There is quite a lot in the White Paper. We could probably give much lengthier consideration to various issues than we have time for today. I will touch on a few of them, if I may. First, I have brought up with every Minister and Minister of State who has come through this Department the idea of adding ISME to the Labour Employer Economic Forum, LEEF. I raised it a number of times with the Taoiseach and the Tánaiste. It has not happened. I know there was a meeting this week. Who is going to represent the voice of small business at LEEF in the future if the Government is not going to put a group such as ISME on the board?

Second, the Minister made reference in his opening statement to balanced regional investment. The Department gives itself a lot of kudos for what is taking place. The Minister particularly referenced a sustainable economy, the strong trade, the FDI attraction and a vibrant innovation ecosystem. With respect to my own county of Waterford and the south east, how do the metrics stand up in terms of inward investment, strategic infrastructure and development?
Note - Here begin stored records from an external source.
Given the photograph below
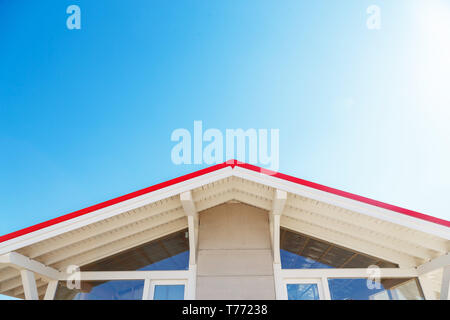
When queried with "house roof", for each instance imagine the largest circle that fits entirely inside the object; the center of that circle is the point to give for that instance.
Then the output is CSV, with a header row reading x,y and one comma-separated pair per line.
x,y
232,164
388,232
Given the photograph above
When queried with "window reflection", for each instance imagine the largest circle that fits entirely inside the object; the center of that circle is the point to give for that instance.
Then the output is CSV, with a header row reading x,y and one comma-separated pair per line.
x,y
303,291
167,253
386,289
102,290
169,292
299,251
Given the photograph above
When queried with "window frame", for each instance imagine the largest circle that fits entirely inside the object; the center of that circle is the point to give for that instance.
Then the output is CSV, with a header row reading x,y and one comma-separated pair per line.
x,y
150,278
153,283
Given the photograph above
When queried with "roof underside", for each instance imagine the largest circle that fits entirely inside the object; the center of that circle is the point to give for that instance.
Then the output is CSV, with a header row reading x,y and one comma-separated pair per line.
x,y
319,219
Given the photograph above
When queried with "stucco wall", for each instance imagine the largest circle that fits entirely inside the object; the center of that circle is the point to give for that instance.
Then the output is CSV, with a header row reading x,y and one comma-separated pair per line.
x,y
234,258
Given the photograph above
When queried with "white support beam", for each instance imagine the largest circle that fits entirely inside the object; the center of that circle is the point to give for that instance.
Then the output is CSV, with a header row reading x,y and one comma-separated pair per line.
x,y
29,285
427,288
18,261
445,288
51,290
348,241
437,263
193,220
279,202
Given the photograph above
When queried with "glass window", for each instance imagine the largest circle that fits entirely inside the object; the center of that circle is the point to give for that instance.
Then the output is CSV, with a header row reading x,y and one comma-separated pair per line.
x,y
102,290
303,291
299,251
169,292
167,253
386,289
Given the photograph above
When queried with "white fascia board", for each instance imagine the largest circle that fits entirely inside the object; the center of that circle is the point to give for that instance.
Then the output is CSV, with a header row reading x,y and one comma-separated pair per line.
x,y
437,263
113,210
350,204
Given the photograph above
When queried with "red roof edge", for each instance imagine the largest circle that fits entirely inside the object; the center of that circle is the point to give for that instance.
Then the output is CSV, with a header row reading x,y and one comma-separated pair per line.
x,y
232,164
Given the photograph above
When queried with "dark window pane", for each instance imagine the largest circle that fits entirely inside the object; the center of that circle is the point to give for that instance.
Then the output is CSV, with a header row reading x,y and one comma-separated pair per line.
x,y
299,251
386,289
167,253
169,292
102,290
303,291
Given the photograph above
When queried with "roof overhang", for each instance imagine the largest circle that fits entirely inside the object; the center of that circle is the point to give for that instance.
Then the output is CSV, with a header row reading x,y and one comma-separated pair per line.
x,y
392,233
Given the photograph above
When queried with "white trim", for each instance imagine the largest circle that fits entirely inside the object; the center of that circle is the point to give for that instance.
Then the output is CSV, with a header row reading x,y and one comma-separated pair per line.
x,y
437,263
51,290
132,275
29,285
146,291
18,261
315,281
445,287
347,273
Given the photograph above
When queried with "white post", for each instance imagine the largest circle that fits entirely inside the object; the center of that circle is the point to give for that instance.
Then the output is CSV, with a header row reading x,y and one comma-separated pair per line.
x,y
146,293
191,286
279,202
51,290
192,216
326,288
278,280
445,292
29,285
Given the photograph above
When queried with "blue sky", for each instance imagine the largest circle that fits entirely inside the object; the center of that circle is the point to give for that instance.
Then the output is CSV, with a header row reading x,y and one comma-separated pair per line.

I point out to the Minister that we have had no investment in an airport, a total investment of €4 million in SETU, nothing done on the N25 or N24 roads and very little investment in the hospital, where we have a number of capital allocations going on there for years. What is the Department's headline on that?

On business challenges, I presume the Minister is aware that the costs of public liability and commercial insurance is rising substantially again this year despite the fact that we have brought in the new regime for awards and claims are reducing.

Regarding the business challenges of the Government's aspiration to a living wage set at 60% of the median wage, has the Department attempted to look at why Ireland is such an outlier in terms of where our median wage sits among European peers? It is largely because the salaries paid through FDI and in the high levels of the public service are skewing that.

On energy production, is the Minister aware that the Department of agriculture has produced a new bio-methane strategy? Within that, there will be considerable requests for a feed-in tariff and operational supports. Has the Department any idea where it is going on that?

Finally, as regards our multinational tax take, has the Department any concerns in respect of a potential change of US President which could lead to a potential change in US tax policy? What would we do if some of our top ten multinational corporations were to be tempted to partially or fully return to the US?